The government exercised an option to sell a 10 percent stake in phone company Hellenic Telecommunications Organization SA to Deutsche Telekom AG (DTE), which already owned a stake, for 400 million euros and will sell as much as 34 percent of Hellenic Postbank and 75 percent of its ports business before the end of the year, the Finance Ministry said on May 24.
It’s a case of too little too late, according to Giada Giani, an economist at Citigroup Inc. (C) in London, who said that company stake sales should have started a year ago under the terms of the bailout.
“They’re going too slowly and sales won’t be carried out within the stipulated timeframe,” Giani said.
According to Perrotis at CB Richard Ellis Atria, the amount of property and land is too large for the banks to handle alone.
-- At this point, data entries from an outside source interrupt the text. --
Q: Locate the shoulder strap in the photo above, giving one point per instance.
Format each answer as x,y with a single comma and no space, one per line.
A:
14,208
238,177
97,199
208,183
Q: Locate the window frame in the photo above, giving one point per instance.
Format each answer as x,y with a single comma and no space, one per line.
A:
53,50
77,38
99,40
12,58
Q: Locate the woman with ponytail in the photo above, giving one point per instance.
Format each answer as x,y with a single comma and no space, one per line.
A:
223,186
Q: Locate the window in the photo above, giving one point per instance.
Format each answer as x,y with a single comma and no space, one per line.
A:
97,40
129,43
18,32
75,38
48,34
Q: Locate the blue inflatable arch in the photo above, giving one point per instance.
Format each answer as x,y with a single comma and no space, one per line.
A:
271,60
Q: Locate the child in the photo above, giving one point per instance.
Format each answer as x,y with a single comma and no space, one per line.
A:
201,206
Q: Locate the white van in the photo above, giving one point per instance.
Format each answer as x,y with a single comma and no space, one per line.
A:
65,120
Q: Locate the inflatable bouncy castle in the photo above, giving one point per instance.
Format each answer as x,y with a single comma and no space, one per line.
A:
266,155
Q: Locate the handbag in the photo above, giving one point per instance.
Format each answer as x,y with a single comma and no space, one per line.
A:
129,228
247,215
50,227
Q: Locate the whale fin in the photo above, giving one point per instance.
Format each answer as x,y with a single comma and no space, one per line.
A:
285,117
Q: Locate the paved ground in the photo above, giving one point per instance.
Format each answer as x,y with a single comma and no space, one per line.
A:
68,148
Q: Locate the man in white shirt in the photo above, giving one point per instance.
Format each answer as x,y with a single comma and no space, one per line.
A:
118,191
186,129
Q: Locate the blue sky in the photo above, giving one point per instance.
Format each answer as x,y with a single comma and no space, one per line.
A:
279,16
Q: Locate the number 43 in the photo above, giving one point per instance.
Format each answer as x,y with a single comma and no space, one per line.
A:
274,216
The government may need even more time to raise cash from real estate, said Ben May, an economist at Capital Economics Ltd. in London. “It would be a lot easier to sell stakes in well-defined companies than to raise money from real estate that isn’t quite so straightforward,” he said.
The Hellenic Public Real Estate Corp. has about 71,000 properties on its database alone, according to a 2010 study by the Andreas Papandreou Institute of Strategic Development Studies, a political research center in Athens named after Greece’s former premier and the incumbent’s father.
The report showed that only 10,000, or 13.5 percent, of state-owned properties on the database are available for use. About 40 percent are occupied and 12 percent are leased out under concessions, the study found.
“The government needs to get two or three professional property advisers on board to ensure this is done rapidly and in a transparent way,” Perrotis said in an interview in Athens. “So far that hasn’t happened.”
The number of vacant commercial premises in downtown Athens has reached 23 percent, up from 17 percent in August, according to the most recent survey by National Confederation of Commerce conducted between Feb. 25 and March 7.
The oversupply has led to tenants such as banks, large retailers and even the government to push for rent reductions of as much as 20 percent, according to Ioannis Kaligiannakis, a senior appraiser at Colliers International in Athens.
Back in his office at National Bank of Greece, the country’s largest commercial bank, Karytinos was waiting for the Finance Ministry to give him the list of real estate on June 9 so he could get to work. Around the corner in Syntagma Square, protesters chanted and held up banners outside parliament.
“The government understands that it needs results and it needs them as quickly as possible,” Karytinos said. “In the end, the market will decide how to invest in the properties.”